Bordeaux 2016 at Two Years: St Emilion Premier Grand Cru Classé
I found it hard to imagine that any subsequent vintage would challenge the evident supremacy of 2015 in the St Emilion appellation. Although not universally successful on the left bank, here on the right bank the 2015 vintage was quite superb. The overarching style was rich and heady, the wines brimming with black cherry and perfumed damson fruits, the textures broad, velvety and quite luscious. This applied as much to the wines of the petits châteaux on the sandy plains as it did to those from the premier grand cru classé estates on the St Emilion plateau. Many smaller estates made what was, I thought, their best wine ever, or at least the best I have tasted while I have been covering Bordeaux.
And then along came 2016, and while it is not so immediately alluring as 2015 proved to be, this is a vintage to challenge its apparent supremacy. While 2015 impressed with its beguiling texture, 2016 has instead provided us with something perhaps even more valuable and, these days, rather more rare; this is a vintage defined in this appellation by a deliciously savoury and sinewy density, with none of the puppy fat seen in 2015, this characteristic usurped here by piles of freshness and a quite wonderful balance. As with 2015, the vintage is strong across all corners of the appellation, at all levels, but it is of course with the wines of the premier grand cru classé estates that we see many of the most striking success stories.
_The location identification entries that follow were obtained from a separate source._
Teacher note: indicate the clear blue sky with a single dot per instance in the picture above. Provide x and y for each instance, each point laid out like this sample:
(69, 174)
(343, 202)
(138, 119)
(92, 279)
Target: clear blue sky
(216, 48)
During the course of my visits and tastings of the 2016 vintage I managed to get a handle on the majority of such estates, but not quite all. The most apparent absentee from this report is Château Ausone; with only a few days on the right bank it was simply impossible to find a mutually agreeable time for a visit with Pauline Vauthier (on the days I was available, Pauline was away on business). I put the free time to good use though, cramming in as many visits at other châteaux as each day could feasibly accommodate.